It opened on November 10, 2025, was initially scheduled to close on December 5, and was later extended to December 19, 2025.

However, at the end of the offer period, subscription levels fell short of the required minimum threshold, rendering the issuance unsuccessful.

What they are saying

Ellah Lakes Plc said its N235 billion public offer has officially closed without meeting the minimum subscription required for share allotment.

As a result, no new shares will be issued, and all funds received from applicants will be refunded in line with the terms of the offer. The company stressed that the outcome of the capital raise does not halt its broader growth strategy.

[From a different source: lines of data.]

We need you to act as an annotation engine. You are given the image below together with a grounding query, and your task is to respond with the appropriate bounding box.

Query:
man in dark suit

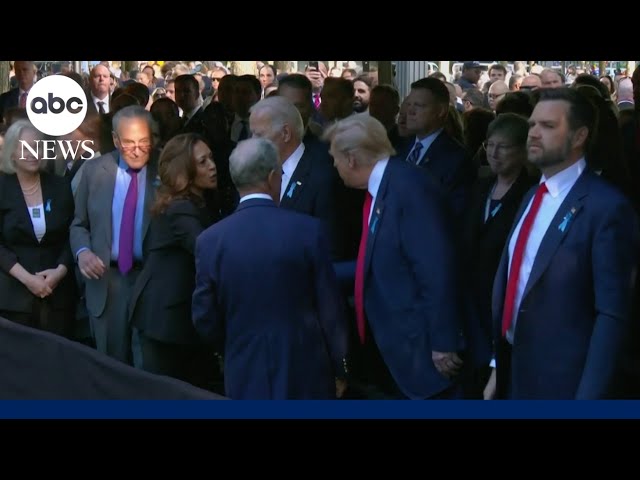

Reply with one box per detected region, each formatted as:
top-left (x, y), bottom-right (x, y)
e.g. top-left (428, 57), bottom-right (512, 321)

top-left (397, 77), bottom-right (477, 217)
top-left (0, 317), bottom-right (225, 400)
top-left (249, 97), bottom-right (343, 258)
top-left (278, 73), bottom-right (333, 164)
top-left (485, 88), bottom-right (640, 399)
top-left (326, 113), bottom-right (464, 399)
top-left (86, 64), bottom-right (111, 114)
top-left (0, 61), bottom-right (38, 123)
top-left (70, 105), bottom-right (157, 363)
top-left (192, 138), bottom-right (347, 400)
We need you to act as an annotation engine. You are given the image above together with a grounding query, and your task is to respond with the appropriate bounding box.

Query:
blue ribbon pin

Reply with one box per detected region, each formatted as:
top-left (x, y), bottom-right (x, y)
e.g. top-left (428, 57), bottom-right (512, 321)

top-left (371, 217), bottom-right (378, 234)
top-left (491, 203), bottom-right (502, 218)
top-left (558, 207), bottom-right (576, 232)
top-left (287, 182), bottom-right (302, 198)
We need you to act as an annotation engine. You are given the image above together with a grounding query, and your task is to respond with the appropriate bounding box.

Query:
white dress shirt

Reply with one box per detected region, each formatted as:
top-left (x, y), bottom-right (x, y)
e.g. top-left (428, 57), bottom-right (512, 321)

top-left (280, 143), bottom-right (305, 200)
top-left (367, 157), bottom-right (389, 223)
top-left (91, 93), bottom-right (109, 113)
top-left (506, 158), bottom-right (586, 344)
top-left (407, 128), bottom-right (444, 165)
top-left (240, 193), bottom-right (273, 203)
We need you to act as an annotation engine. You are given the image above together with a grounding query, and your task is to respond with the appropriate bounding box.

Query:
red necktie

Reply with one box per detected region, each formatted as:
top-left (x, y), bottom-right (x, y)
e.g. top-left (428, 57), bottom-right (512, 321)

top-left (354, 192), bottom-right (373, 344)
top-left (502, 183), bottom-right (549, 337)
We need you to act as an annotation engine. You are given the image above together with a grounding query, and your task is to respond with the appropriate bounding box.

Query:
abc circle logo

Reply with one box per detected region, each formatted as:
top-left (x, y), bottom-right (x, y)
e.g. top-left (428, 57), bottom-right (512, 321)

top-left (27, 75), bottom-right (87, 137)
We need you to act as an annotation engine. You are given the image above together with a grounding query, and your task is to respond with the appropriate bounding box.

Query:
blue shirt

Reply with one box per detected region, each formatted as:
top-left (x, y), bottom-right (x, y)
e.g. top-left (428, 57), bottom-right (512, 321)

top-left (407, 128), bottom-right (444, 165)
top-left (111, 155), bottom-right (147, 262)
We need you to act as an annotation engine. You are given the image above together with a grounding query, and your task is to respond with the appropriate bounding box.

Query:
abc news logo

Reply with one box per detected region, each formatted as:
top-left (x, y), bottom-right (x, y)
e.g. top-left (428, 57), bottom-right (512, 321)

  • _“The Company appreciates the interest shown by investors during the Offer period and remains committed to maintaining transparent communication with all stakeholders.” _
  • _“We remain d_isciplined in executing the transaction responsibly and securing the appropriate capital structure.”

The company also confirmed that the proposed acquisition of Agro-Allied Resources & Processing Nigeria Limited (ARPN) remains ongoing and is expected to conclude by the end of the first quarter of 2026, subject to final approvals.

Backstory

Ellah Lakes had, on November 7, 2025, plans to raise up to N235 billion through the equity offering as part of its broader capital restructuring and expansion strategy.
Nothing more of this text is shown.